If DISTINCT keyword is specified in the select clause, you can use only enumerated fields in the select clause as field.

order_direction
ASC sorts records in ascending order. DESC sorts in descending order. ASC is the default.
null_position
FIRST puts null values first. LAST puts null values last. If order_direction is specified as ASC then FIRST is the default, otherwise LAST is the default.

Limit Clause

The Limit clause is used to specify the maximum number of records to return and exclude the first set of records.

limit_clause
  : LIMIT number_of_records [{ROW|ROWS}] [{ONLY|WITH TIES}] [offset_clause]
  | LIMIT percentage PERCENT [{ONLY|WITH TIES}] [offset_clause]
  | [offset_clause] FETCH {FIRST|NEXT} number_of_records {ROW|ROWS} [{ONLY|WITH TIES}]
  | [offset_clause] FETCH {FIRST|NEXT} percentage PERCENT [{ONLY|WITH TIES}]
  | offset_clause

offset_clause
  : OFFSET number_of_records [{ROW|ROWS}]
number_of_records
integer
percent
float

ROW and ROWS after number_of_records, FIRST and NEXT after FETCH, and ONLY keyword does not affect the result.

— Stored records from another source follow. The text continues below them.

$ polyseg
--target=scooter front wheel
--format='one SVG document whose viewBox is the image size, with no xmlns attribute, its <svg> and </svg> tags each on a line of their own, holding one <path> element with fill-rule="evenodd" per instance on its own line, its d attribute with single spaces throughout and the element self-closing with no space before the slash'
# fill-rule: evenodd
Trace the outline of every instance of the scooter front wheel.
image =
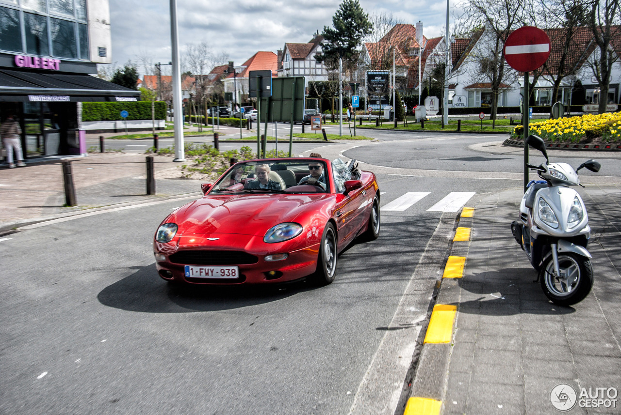
<svg viewBox="0 0 621 415">
<path fill-rule="evenodd" d="M 593 286 L 591 261 L 573 253 L 560 254 L 558 270 L 560 276 L 556 276 L 554 261 L 550 255 L 539 271 L 546 297 L 559 305 L 571 305 L 584 300 Z"/>
</svg>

If PERCENT keyword is specified, maximum number of records is percentage percent of the result set that includes the excluded records by offset_clause.

If WITH TIES keywords are specified, all records that have the same sort keys specified by Order By Clause as the last record of the limited records are included in the records to return. If there is no Order By Clause in the query, WITH TIES keywords are ignored.